The delirious woman began to whine.
'You are so rough, Father--so unkind to-day! What is the matter with you? You never treated me like this before!'
She was sobbing the next moment, and real tears trickled through her fingers as she covered her face with her hands.
'You see--how--how penitent I am!' she managed to cry in a broken voice.
'Have pity, Father!'
She was crying bitterly, but though she was out of her mind the nun could not help feeling that she was acting a part, even in her delirium, and in spite of the tears that forced themselves through her hands and ran down, wetting the lace and spotting the scarlet ribbons of her elaborate nightdress.

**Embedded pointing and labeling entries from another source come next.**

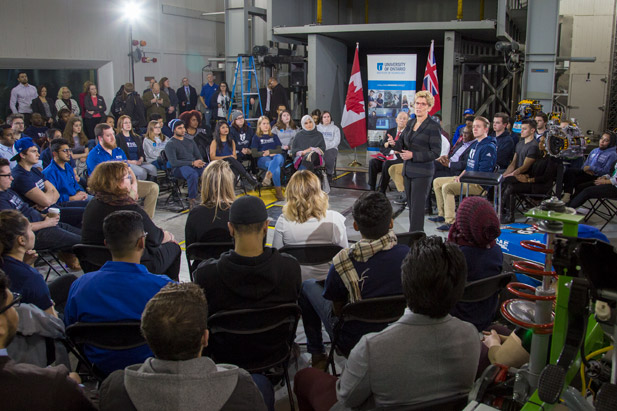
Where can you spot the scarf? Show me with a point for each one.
(361, 251)
(114, 200)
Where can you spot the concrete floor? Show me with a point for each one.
(341, 200)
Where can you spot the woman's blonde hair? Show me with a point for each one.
(150, 132)
(217, 186)
(425, 94)
(107, 176)
(305, 199)
(62, 89)
(258, 131)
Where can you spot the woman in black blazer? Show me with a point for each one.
(419, 147)
(45, 106)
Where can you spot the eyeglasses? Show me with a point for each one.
(16, 302)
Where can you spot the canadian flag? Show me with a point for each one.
(354, 117)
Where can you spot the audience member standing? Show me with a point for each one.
(45, 106)
(306, 220)
(22, 95)
(95, 107)
(187, 96)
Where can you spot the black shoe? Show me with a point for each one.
(401, 199)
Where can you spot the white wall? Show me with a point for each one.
(74, 31)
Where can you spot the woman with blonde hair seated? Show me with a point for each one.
(306, 220)
(208, 221)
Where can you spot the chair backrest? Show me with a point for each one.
(198, 252)
(254, 339)
(451, 403)
(375, 310)
(312, 254)
(487, 287)
(91, 257)
(410, 237)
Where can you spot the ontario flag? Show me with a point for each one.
(431, 82)
(354, 118)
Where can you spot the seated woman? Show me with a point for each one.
(332, 138)
(308, 147)
(78, 142)
(285, 129)
(223, 147)
(132, 145)
(539, 180)
(115, 188)
(154, 144)
(266, 149)
(208, 221)
(475, 230)
(307, 220)
(16, 248)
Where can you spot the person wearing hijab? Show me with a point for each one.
(308, 146)
(600, 162)
(475, 230)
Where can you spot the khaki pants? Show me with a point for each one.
(446, 190)
(396, 174)
(149, 191)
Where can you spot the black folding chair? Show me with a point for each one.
(410, 237)
(379, 311)
(312, 254)
(480, 290)
(91, 257)
(258, 340)
(198, 252)
(115, 336)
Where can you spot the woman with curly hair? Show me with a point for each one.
(307, 220)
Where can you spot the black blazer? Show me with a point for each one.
(37, 107)
(121, 142)
(424, 143)
(182, 100)
(100, 106)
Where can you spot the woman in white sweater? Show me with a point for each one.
(332, 137)
(307, 220)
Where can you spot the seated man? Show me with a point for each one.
(174, 324)
(30, 183)
(482, 157)
(381, 164)
(62, 176)
(599, 163)
(185, 159)
(369, 268)
(54, 387)
(119, 291)
(49, 232)
(426, 355)
(108, 150)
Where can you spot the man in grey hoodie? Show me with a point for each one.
(174, 324)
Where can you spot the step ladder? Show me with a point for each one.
(248, 85)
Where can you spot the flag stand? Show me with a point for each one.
(355, 162)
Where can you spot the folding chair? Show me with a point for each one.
(115, 336)
(312, 254)
(380, 311)
(410, 237)
(257, 340)
(91, 257)
(175, 194)
(197, 252)
(52, 255)
(605, 208)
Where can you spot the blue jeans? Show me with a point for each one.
(315, 311)
(272, 164)
(191, 175)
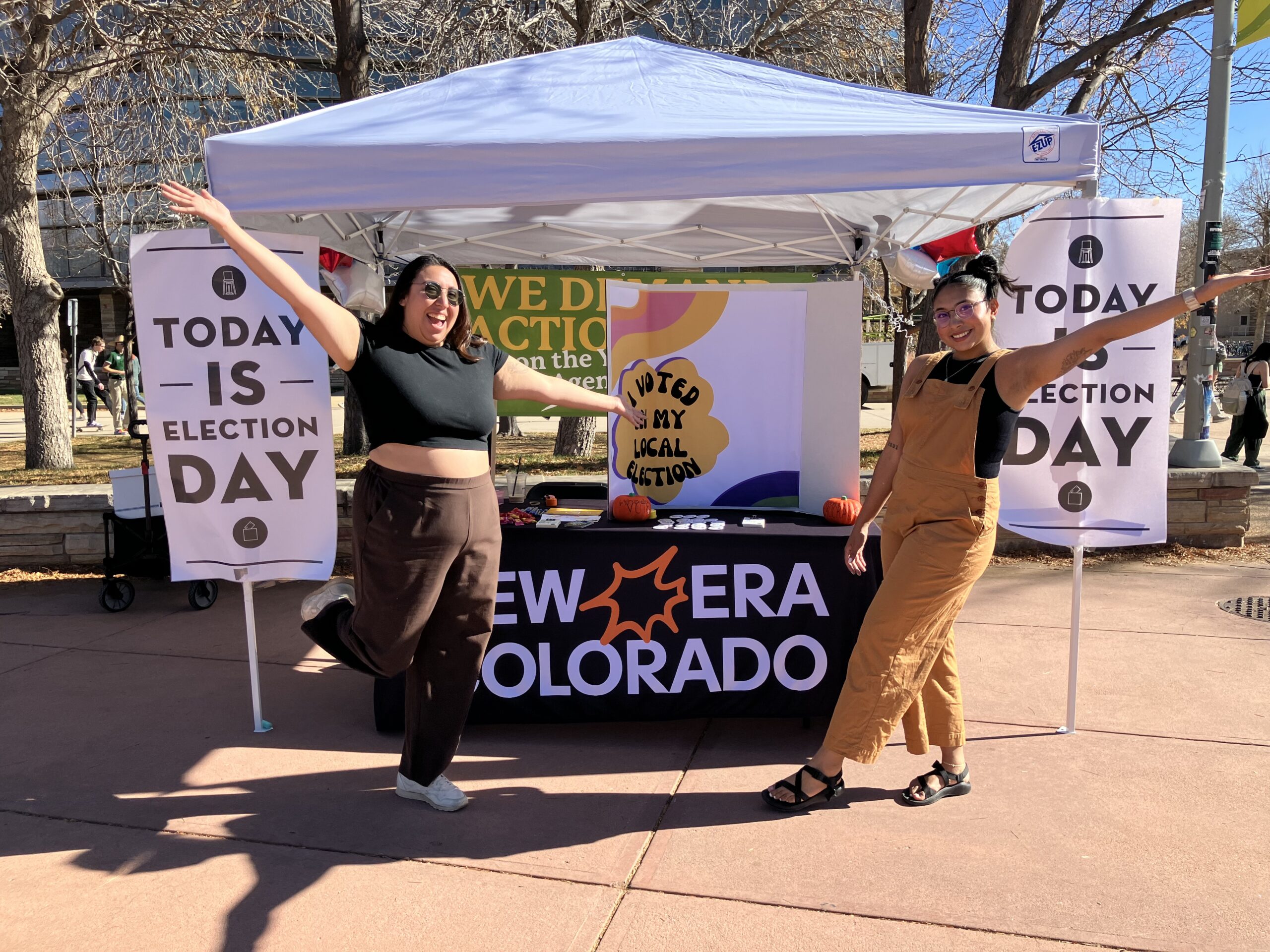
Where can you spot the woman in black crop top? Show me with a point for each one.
(953, 424)
(426, 529)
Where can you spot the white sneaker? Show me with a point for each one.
(339, 587)
(440, 795)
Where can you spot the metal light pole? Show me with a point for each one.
(73, 327)
(1196, 450)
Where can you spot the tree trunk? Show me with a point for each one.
(352, 51)
(352, 71)
(356, 440)
(928, 336)
(36, 296)
(575, 437)
(917, 30)
(899, 356)
(1017, 48)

Sister Giovanna put aside the thought as a possibly unjust judgment, and tried to quiet her.
'If you are really sorry for what you did, you will be forgiven,' said the nun.
This produced an immediate effect: the sobbing subsided, the tears ceased to flow, and the Princess repeated the Act of Contrition in a low voice; then she folded her hands and waited in silence. Sister Giovanna stood upright beside the pillows, and prayed very earnestly in her heart that she might forget what she had heard, or at least bear her aunt no grudge for the irreparable wrong.
But the delirious woman, who still fancied that her nurse was her confessor, was waiting for the words of absolution, and after a few moments, as she did not hear them, she broke out again in senseless terror, with sobbing and more tears. She grasped the Sister's arms wildly and dragged herself up till she was on her knees in bed, imploring and weeping, pleading and sobbing, while she trembled visibly from head to foot.
The case was a difficult one, even for an experienced nurse. A lay woman might have taken upon herself to personate the priest and p.r.o.nounce the words of the absolution in the hope of quieting the patient, but no member of a religious order would do such a thing, except to save life, and such a case could hardly arise. The Princess Chiaromonte was in no bodily danger, and the chances were that the delirium would leave her before long; when it disappeared she would probably fall asleep, and it was very unlikely that she should remember anything she had said in her ravings. Meanwhile it was certainly not good for her to go on crying and throwing herself about, as she was doing, for the fever was high already and her wild excitement might increase the temperature still further.